Captain Jack Swilling and Apache Indian boy, c. 1880. Swilling led the famed Walker party into the unknown territory of central Arizona in search of gold. Be transported to the Old West for a few hours when Sharlot Hall Museum and Prescott Corral of Westerners International present the Western History Symposium on Saturday, October 18.
The Symposium features historians, educators and authors delivering illuminating insights into life in the Old West in a series of one-hour programs beginning at 10 a.m. The final program starts at 3:30 p.m. The programs will be presented in the Museum’s galleries. Admission to the Symposium and Museum exhibits is by donation.
The spirited presentations include “Lessons from Yavapai Indian History,” “The Western Frontier,” “Arizona’s Overland Trail,” and “Tragedy in Southern Utah,” the story of the 1857 Mountain Meadows massacre.
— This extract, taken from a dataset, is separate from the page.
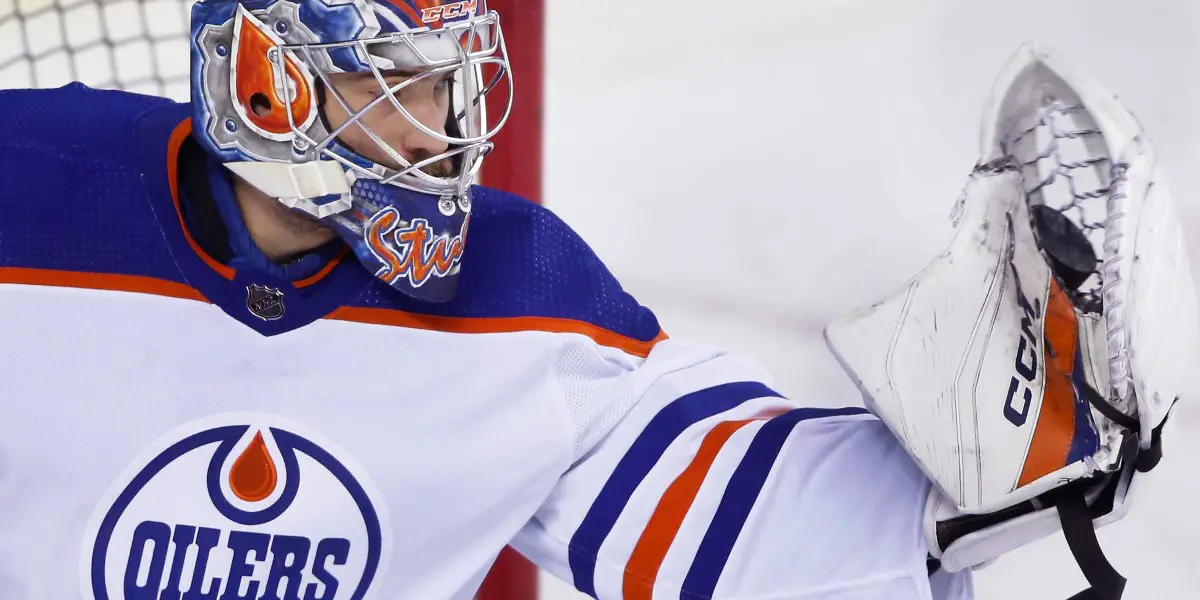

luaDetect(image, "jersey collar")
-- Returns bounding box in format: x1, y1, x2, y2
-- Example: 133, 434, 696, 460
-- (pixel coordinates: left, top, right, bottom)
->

The Symposium will also include programs on such illustrious historical figures as political maverick Nellie Trent Bush, Civil War hero Charles Henry Veil, and Jack Swilling, presented as “Arizona’s Most Lied About Pioneer.”
Cooperating in the Symposium are the Skull Valley Historical Society, the Prescott Valley Historical Society, the Arizona Rough Riders Historical Association and the Arizona Humanities Council.